There used to be a pool hall on this stretch of North Avenue where I grew up. We’d go there and shoot dice. Like 15, 16, I was hanging out in a pool hall with grownups and gambling. I seen West Side shit and grew up around West Side people. Whatever you see in me or how I speak, I am West Side Chicago certified.
I got in a lot of trouble in school, starting in seventh or eighth grade. Constant joking in class and always wilding out. I had undiagnosed ADHD. It was like, “Oh, he’s just impulsive.” I graduated from Steinmetz with a 1.9 GPA. One point nine!
At SNL, I was getting my first solid paycheck — a few grand every week, which was nice. What’s funny is, my credit was fucked up because when I first moved to New York in ’06, I was out of money and did an empty-envelope deposit at Washington Mutual. You’d write an amount on the envelope, put it in, and sometimes the machine trusted you. I withdrew like $1,200. After they found out, the only place I could get an account was in Chicago at TCF Bank. Looking back, I should’ve just FedExed the checks to my mom, but I guess I was stupid or didn’t want her to know, so I made specific trips to Chicago just to put money in the bank. One time I flew from LaGuardia to O’Hare, went to the bank, deposited the checks, then got back in the car and went back to the airport.
I’d known for a while I had ADHD. But being in a writers’ room, unmedicated, was not conducive to how I was. I just was terrible at the job instead of figuring out ways to be better at it with how my brain operates. There were times you had to be there — pitch meetings, read-throughs, rewrites — but you had a lot of free time. Dude, I went to a Knicks game on a Friday. I wasn’t mature enough to say, I don’t think I’m working at my optimal level.
Being famous, you constantly get to work on your social skills. I’m still adjusting. You might come up to me and be like, “Can I take a picture?” And I’ll be like, “Sure, let’s do it. You wanna do a pose? Let’s do prayer hands and look off in different directions.” Or I might say, “Absolutely not. I don’t feel like it right now.” It’s just about recognizing that people are excited about you and appreciating that, but also protecting your personal space and psychological boundaries.
I try to be mature, but I am a sarcastic motherfucker. Anyone who has spent a few hours with me or seen my show knows I say some shit that’s slick. In my mind, I’m just having fun. But sometimes, if people don’t know me from standup, it cuts in a different way.
If somebody doesn’t like my comedy or my performance in a movie, it’s not ideal, but that’s an opinion and you gotta take that. But it’s weird when people lie on you. If you search “Hannibal Buress landlord” on Twitter, it’s the wildest shit you’ll ever see.
I don’t like Trump, but I gotta say: His steak company was amazing.

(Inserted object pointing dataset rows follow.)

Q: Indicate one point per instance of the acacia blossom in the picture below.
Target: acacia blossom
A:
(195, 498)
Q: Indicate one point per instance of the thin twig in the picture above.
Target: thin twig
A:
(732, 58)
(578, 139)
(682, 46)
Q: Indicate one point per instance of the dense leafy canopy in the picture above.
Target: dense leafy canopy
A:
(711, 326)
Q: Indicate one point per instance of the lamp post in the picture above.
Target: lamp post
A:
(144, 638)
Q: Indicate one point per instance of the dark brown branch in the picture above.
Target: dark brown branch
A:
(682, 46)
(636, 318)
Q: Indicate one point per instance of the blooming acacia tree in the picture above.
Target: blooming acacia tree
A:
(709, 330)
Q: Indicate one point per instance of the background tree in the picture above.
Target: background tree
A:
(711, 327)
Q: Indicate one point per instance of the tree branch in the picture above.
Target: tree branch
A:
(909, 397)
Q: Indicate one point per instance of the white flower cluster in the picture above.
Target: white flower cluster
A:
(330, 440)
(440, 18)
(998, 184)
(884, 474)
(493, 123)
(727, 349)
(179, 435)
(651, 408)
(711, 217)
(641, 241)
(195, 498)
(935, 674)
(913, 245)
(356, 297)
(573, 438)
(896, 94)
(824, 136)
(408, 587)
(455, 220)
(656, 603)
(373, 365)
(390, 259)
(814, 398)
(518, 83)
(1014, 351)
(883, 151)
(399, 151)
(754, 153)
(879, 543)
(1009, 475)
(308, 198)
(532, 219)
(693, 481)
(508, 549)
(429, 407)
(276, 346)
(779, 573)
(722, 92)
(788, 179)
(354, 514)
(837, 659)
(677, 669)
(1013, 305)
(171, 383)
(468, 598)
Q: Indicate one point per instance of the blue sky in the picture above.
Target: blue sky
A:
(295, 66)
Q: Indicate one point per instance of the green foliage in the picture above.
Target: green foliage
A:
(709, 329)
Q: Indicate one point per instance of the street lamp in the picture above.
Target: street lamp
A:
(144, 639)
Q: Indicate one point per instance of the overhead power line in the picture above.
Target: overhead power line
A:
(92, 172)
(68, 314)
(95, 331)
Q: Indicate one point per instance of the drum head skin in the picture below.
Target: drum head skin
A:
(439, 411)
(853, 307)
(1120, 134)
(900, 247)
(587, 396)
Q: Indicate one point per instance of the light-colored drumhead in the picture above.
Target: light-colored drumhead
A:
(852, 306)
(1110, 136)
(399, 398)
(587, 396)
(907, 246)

Getting sober was from a mix of things. I got arrested in Miami in 2017. The shit was embarrassing — I was on TMZ drunk-talking to the cop. That made me think, OK, from a straight-up numbers standpoint, what is alcohol bringing into my life? Is it bringing me money? No. Is it bringing me women? Maybe. But am I able to get them without drinks? Probably. And it cost me money. Missing my flight and having to charter a jet for $50K just to make it to the Justin Bieber roast definitely was a result of drinking. And I lost a corporate gig in Utah because they saw that Hannibal got arrested. Down $75K. Now I just look and feel better. There’s more mental clarity.
I still do edibles and psychedelics. I could never go full straight-edge. And I don’t have the desire to.